Summary: The Supreme Court, in the case of Chief Commissioner of Central Goods and Service Tax & Ors. v. M/s. Safari Retreats Private Ltd & Ors., addressed the issue of input tax credit (ITC) on construction-related activities. Safari Retreats constructed a shopping mall, claiming ITC on GST paid for materials and services used in the construction. The ITC was set off against GST payable on rental income from tenants. The authorities denied this benefit based on Section 17(5)(d) of the CGST Act, 2017, which restricts ITC on immovable property. The Orissa High Court had previously ruled in favor of the taxpayer, reading down the section to allow ITC. However, the Supreme Court ruled that while the constitutional validity of the section remains intact, each case must undergo a “functionality test” to determine whether the constructed property qualifies as a “plant” under the Act. The matter was remanded to the High Court to decide based on specific facts. The decision highlights the need for case-by-case evaluation in determining ITC eligibility for construction activities under the CGST Act.
The Supreme Court pronounced judgment in the case of Chief Commissioner of Central Goods and Service Tax & Ors. v. M/s. Safari Retreats Private Ltd & Ors. vide Civil Appeal No. 2948 of 2023 dated 03.10.2024. [(2024) 10 TMI 286; (2024) 167 taxmann.com 73].
In the instant case, the petitioner had constructed a shopping mall in which huge quantities of materials were purchased like cement , sand , steel, aluminium , wires, plywood, paints lifts, escalators, air conditioning plants etc. and CGST and SGST were paid on such purchases.
The petitioner let out different units of the mall to different persons on rental basis and claimed benefit of input tax credit on GST paid by it on purchases of input materials and services which had been used in construction of shopping mall for set off, against GST payable on rent received from tenants. The authorities denied benefit of input tax credit in view of section 17(5)(d) of CGST Act, 2017. It had accumulated input credit of GST by purchase / supply of goods and services consumed and used in the construction of the shopping mall.
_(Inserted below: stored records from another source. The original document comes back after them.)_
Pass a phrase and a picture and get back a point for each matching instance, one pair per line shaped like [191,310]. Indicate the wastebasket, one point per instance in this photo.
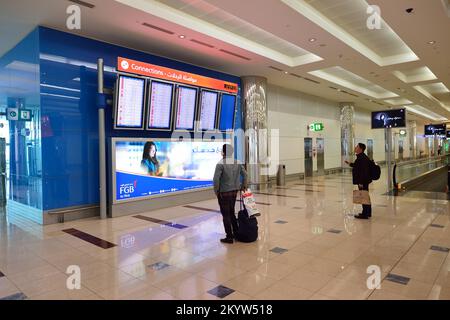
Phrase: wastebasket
[281,175]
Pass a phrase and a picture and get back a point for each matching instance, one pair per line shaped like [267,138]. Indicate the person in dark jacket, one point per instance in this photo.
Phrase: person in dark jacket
[361,176]
[229,177]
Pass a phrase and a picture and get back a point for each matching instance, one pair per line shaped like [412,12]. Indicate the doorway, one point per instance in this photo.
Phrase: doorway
[308,157]
[4,160]
[320,145]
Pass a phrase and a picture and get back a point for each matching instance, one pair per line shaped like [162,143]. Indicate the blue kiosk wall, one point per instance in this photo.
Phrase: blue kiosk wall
[66,115]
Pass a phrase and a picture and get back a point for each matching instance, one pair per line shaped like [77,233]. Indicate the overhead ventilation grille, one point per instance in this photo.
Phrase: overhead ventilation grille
[83,3]
[296,75]
[202,43]
[234,54]
[311,80]
[148,25]
[275,68]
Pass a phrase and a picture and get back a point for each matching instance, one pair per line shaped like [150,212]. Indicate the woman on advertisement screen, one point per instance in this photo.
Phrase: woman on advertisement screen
[149,161]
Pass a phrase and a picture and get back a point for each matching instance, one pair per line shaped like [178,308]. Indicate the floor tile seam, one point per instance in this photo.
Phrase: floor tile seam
[406,252]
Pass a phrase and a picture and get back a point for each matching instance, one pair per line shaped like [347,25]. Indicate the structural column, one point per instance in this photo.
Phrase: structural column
[412,126]
[347,132]
[254,102]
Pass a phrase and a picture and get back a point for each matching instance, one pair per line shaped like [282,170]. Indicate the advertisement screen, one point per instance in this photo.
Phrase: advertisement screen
[389,119]
[186,101]
[435,129]
[130,103]
[160,105]
[227,105]
[208,110]
[146,168]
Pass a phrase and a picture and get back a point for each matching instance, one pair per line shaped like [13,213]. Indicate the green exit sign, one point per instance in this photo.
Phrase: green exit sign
[316,127]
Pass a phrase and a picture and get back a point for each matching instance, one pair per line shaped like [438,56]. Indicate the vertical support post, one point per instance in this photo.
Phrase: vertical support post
[101,140]
[388,134]
[436,145]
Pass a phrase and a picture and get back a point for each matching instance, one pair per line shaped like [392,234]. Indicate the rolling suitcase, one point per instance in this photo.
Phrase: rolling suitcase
[247,226]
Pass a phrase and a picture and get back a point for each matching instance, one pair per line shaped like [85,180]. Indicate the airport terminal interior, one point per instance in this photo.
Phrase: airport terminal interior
[118,117]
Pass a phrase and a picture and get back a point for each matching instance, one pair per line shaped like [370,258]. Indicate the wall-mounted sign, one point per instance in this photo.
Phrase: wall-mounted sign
[316,127]
[12,113]
[25,115]
[17,114]
[154,71]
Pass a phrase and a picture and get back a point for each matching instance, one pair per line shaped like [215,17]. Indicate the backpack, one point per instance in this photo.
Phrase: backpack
[247,227]
[375,170]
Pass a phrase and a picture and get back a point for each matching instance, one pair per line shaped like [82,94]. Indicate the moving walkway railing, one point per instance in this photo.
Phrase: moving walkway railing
[419,171]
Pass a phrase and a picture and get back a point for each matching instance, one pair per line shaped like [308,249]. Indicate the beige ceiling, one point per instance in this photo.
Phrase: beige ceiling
[269,33]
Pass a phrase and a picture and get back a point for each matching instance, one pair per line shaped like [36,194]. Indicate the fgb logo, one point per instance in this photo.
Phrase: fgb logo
[128,188]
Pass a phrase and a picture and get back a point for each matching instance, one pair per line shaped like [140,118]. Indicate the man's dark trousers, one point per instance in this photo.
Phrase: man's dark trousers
[367,208]
[227,201]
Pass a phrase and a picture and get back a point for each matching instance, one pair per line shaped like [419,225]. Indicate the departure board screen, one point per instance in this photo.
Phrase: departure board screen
[130,103]
[227,108]
[160,106]
[208,110]
[186,101]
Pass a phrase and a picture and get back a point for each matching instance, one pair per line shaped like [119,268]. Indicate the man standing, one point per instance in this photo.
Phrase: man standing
[362,176]
[227,183]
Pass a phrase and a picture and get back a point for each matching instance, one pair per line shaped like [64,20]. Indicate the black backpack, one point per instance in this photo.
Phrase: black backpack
[247,227]
[375,170]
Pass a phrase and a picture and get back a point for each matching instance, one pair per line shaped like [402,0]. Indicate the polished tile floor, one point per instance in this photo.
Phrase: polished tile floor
[309,247]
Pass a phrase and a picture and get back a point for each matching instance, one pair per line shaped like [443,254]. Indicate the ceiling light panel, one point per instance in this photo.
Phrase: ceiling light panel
[398,101]
[203,17]
[347,20]
[344,78]
[415,75]
[419,110]
[437,92]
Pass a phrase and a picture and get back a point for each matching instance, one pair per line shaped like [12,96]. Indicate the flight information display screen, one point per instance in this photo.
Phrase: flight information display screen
[130,103]
[435,129]
[227,108]
[389,119]
[186,102]
[160,106]
[208,110]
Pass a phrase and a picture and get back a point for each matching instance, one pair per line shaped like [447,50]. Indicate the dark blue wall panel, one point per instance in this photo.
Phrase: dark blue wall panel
[68,106]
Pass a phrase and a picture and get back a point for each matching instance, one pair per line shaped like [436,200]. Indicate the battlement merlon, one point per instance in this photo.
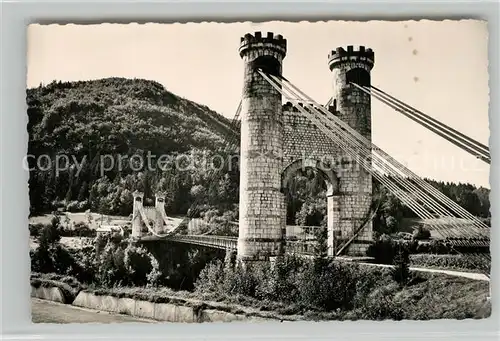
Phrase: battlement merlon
[271,41]
[340,55]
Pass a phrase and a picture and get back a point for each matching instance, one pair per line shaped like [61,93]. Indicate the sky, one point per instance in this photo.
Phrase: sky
[439,67]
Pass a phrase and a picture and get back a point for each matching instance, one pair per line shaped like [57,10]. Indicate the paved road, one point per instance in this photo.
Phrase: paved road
[50,312]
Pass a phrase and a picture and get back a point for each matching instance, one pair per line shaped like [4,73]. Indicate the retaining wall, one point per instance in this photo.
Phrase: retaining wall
[167,312]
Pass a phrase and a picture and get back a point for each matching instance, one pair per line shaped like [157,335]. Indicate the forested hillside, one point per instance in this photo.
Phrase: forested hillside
[121,117]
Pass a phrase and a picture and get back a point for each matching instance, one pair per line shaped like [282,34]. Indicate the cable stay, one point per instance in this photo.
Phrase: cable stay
[425,200]
[453,136]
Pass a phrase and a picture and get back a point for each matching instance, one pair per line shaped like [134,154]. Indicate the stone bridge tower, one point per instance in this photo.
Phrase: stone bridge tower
[354,107]
[262,205]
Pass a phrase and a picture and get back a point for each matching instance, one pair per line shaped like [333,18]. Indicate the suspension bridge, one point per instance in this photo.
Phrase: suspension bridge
[275,140]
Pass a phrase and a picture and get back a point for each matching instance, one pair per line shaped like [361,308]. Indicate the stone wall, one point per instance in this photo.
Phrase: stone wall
[349,200]
[353,106]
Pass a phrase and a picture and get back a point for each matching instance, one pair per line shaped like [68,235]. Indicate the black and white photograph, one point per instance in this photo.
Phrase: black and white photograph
[256,172]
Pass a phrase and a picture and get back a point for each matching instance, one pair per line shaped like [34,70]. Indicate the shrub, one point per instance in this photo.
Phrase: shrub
[35,229]
[421,233]
[318,284]
[476,262]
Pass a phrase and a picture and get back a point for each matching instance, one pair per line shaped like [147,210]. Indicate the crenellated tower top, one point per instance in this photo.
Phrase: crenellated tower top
[273,42]
[361,55]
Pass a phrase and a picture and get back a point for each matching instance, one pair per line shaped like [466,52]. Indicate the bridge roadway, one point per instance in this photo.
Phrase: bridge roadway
[218,242]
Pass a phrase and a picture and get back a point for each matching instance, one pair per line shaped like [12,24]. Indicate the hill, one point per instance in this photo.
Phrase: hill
[86,120]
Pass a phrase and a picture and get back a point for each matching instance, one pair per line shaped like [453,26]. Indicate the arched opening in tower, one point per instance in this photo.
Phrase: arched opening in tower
[268,64]
[358,76]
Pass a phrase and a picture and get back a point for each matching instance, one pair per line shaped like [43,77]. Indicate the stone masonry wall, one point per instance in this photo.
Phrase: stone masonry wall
[261,201]
[354,107]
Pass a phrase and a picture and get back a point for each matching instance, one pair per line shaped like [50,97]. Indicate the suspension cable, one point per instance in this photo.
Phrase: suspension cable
[398,165]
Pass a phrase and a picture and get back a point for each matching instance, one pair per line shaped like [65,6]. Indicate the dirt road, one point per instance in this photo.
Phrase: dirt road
[50,312]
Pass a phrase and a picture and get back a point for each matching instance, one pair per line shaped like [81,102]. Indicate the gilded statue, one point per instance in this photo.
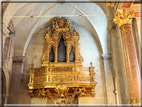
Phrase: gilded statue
[55,80]
[123,17]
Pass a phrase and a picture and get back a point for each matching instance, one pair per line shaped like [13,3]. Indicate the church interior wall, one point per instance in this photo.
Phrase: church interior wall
[95,41]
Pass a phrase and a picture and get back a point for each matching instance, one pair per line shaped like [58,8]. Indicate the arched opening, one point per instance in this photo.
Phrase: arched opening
[72,55]
[51,55]
[61,51]
[3,87]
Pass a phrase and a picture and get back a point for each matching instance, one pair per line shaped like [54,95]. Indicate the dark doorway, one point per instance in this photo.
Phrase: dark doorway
[72,55]
[61,51]
[51,55]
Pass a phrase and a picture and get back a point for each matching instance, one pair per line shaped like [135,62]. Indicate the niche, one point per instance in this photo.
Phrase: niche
[51,55]
[72,55]
[61,51]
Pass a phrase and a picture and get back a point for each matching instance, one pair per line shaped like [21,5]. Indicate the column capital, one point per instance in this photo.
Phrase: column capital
[123,17]
[106,56]
[18,59]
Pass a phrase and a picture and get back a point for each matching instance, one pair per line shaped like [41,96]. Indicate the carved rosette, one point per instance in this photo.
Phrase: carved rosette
[123,17]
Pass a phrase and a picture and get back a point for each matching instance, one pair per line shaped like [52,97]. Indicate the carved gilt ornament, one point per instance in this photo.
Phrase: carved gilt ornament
[55,80]
[123,17]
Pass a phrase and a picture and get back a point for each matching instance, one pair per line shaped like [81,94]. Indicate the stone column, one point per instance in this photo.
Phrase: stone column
[47,51]
[15,80]
[67,52]
[109,78]
[124,19]
[76,51]
[56,52]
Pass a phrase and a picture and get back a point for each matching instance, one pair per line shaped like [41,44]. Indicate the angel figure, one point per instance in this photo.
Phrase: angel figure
[49,32]
[74,32]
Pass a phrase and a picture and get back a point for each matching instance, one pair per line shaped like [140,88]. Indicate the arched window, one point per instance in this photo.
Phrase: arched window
[72,55]
[51,55]
[61,51]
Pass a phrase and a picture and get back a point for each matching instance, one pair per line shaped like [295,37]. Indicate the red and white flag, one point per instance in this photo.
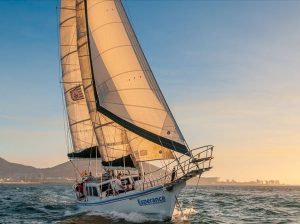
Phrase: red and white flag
[76,93]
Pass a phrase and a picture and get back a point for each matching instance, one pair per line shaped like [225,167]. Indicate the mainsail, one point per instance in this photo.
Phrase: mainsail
[80,125]
[124,88]
[126,111]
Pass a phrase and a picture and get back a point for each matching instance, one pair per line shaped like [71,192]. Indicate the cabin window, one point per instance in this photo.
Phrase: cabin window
[105,187]
[90,191]
[95,192]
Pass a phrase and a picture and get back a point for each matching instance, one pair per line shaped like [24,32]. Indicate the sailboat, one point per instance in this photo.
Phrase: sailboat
[117,114]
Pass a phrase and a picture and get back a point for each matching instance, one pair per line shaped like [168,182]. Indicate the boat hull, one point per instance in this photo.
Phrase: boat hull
[156,201]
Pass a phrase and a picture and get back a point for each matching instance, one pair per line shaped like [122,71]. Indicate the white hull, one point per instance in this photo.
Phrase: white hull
[157,201]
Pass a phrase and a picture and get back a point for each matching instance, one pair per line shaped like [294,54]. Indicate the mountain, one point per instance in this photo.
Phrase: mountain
[17,172]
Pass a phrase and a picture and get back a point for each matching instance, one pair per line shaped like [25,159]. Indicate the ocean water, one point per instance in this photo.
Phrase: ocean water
[212,204]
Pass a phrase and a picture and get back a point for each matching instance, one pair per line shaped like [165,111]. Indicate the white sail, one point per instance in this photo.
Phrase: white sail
[81,129]
[123,96]
[113,143]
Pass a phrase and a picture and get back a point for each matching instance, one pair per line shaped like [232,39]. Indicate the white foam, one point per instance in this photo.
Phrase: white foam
[182,216]
[129,217]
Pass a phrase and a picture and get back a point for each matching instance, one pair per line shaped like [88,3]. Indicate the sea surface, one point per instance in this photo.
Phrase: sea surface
[211,204]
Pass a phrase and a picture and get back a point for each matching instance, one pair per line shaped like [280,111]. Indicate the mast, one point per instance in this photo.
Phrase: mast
[80,125]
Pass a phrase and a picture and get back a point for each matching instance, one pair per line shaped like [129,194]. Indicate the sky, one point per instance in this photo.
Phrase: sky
[228,69]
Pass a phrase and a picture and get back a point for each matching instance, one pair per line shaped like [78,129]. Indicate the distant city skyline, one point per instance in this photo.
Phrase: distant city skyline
[229,71]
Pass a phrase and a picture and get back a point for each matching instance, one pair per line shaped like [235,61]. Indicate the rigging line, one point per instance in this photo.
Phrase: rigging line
[66,130]
[122,73]
[193,198]
[98,3]
[139,122]
[85,15]
[152,80]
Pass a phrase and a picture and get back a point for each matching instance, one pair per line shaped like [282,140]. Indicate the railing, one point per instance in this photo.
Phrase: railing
[181,168]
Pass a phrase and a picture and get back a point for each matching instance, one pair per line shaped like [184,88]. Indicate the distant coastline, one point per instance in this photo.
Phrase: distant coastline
[13,173]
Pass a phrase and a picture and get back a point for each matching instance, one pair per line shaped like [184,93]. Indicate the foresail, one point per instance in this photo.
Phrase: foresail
[126,90]
[80,125]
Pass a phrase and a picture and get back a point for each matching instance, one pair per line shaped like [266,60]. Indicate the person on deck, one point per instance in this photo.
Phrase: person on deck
[118,185]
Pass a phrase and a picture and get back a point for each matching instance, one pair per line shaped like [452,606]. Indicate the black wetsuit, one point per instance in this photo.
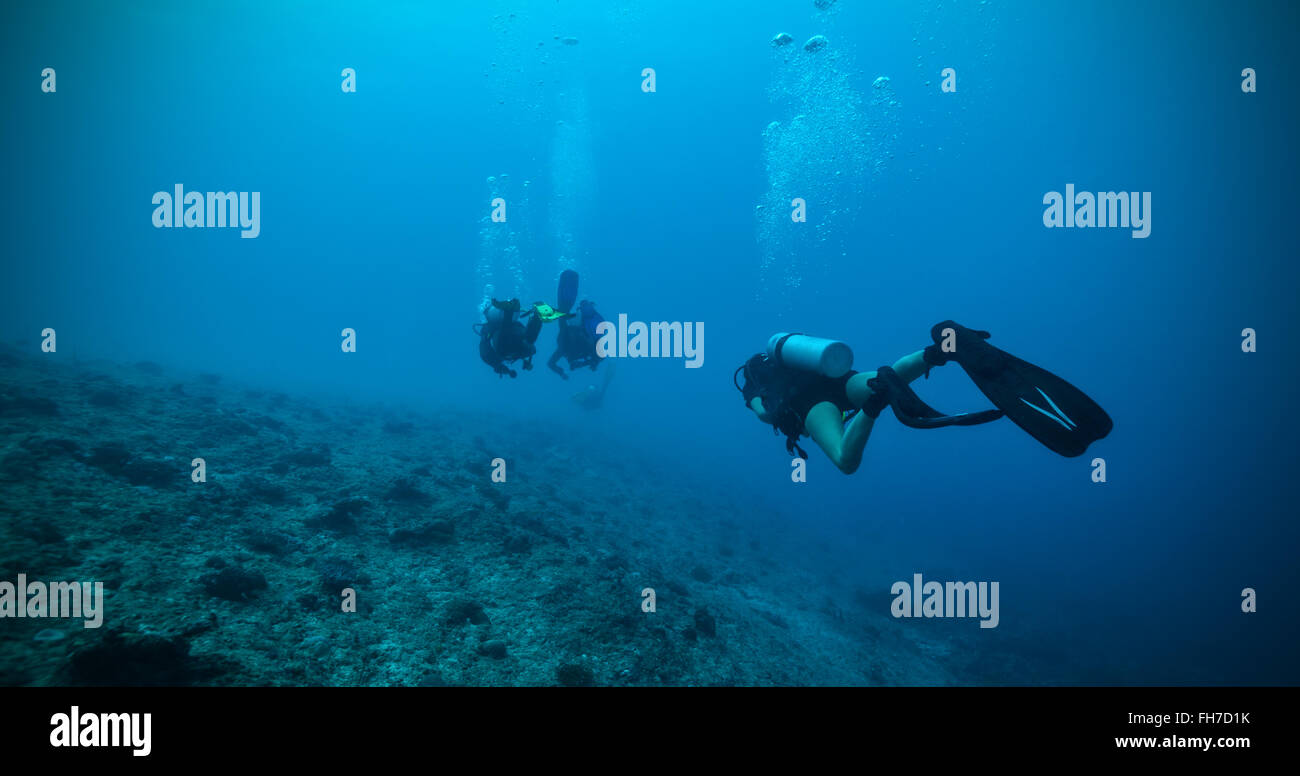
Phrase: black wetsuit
[813,389]
[508,341]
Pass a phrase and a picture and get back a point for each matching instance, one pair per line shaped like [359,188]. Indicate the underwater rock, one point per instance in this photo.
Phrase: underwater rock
[341,517]
[706,623]
[494,649]
[432,679]
[404,490]
[518,542]
[571,675]
[152,473]
[271,542]
[42,533]
[338,573]
[233,584]
[466,610]
[150,660]
[264,490]
[108,398]
[27,406]
[440,532]
[317,456]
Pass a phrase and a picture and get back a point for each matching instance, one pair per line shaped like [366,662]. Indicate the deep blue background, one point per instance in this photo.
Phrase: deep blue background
[372,206]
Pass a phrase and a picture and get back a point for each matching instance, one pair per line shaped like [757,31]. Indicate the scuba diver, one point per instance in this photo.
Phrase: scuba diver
[806,385]
[576,341]
[503,339]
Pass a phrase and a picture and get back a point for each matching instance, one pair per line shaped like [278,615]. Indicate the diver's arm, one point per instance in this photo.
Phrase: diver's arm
[843,445]
[909,368]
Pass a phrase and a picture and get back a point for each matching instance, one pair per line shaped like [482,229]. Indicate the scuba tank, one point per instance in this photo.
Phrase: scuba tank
[828,358]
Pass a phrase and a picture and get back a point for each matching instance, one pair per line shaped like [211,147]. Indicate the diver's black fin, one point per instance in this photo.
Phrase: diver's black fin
[911,411]
[1048,408]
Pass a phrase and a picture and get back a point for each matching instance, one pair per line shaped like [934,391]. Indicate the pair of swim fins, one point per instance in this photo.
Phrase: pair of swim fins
[1051,410]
The Orissa High Court had read down section 17(5)(d) to give benefit of input tax credit to taxpayer on goods and services consumed in construction of shopping mall against GST payable on rentals received from tenants of shopping mall. In Safari Retreats Private Limited and another v. Chief Commissioner of Central Goods & Service Tax & others (2019) 5 TMI 1278 (Orissa), the assessee was carrying on business activity of constructing shopping malls for the purpose of letting out of the same to numerous tenants and lessees. The High Court held that “in our considered opinion the provision of Section 17(5)(d) is to be read down and the narrow restriction as imposed, reading of the provision by the Department, is not required to be accepted, in as much as keeping in mind the language used in (1999) 2 SCC 361 (supra), the very purpose of the credit is to give benefit to the assessee.
In that view of the matter, if the assessee is required to pay GST on the rental income arising out of the investment on which he has paid GST, it is required to have the input credit on the GST, which is required to pay under Section 17(5)(d) of the CGST Act. However, the Department filed Special Leave Petition (SLP) against the order before the Apex Court.
The Apex Court has held as follows:
1. The challenge to the constitutional validity of clauses (c) and (d) of Section 17(5) and Section 16(4) of the CGST Act is not established.
2. The expression “plant or machinery” used in Section 17(5)(d) cannot be equated with the term “plant and machinery” as defined by the explanation to Section 17 of the CGST Act. These terms must be interpreted distinctly in the context of their specific use under the law.
3. If the construction of a building was essential for carrying out the activity of supplying services , such as renting or giving on lease or other transactions in respect of the building or a part thereof, which are covered by clauses (2) and (5) of Schedule II of the CGST Act, the building could be held to be a plant. Moreover, a “functionality test” is necessary to determine whether a building qualifies as a “plant” under clause (d) of Section 17(5). This test involves assessing the specific facts of each case in light of the building’s purpose and utility in the registered person’s business.
The apex court held that if the construction of the immovable property is critical to the business’s operation, it may be considered a plant for the purposes of input tax credit under the CGST Act. The apex court also held that it cannot make any final adjudication on the question of whether the construction of immovable property carried out amounts to plant an each case will have to be decided on merit by applying the functionality test.
Hence, the writ petitions were remanded to the High Court of Orissa for deciding whether, the shopping mall is a ‘plant’ in terms of clause (d) of Section 17(5) of CGST Act, 2017.
In conclusion, writ petitions were rejected subject to interpretation of section 17(5)(d) of CGST Act 2017, approving its validity.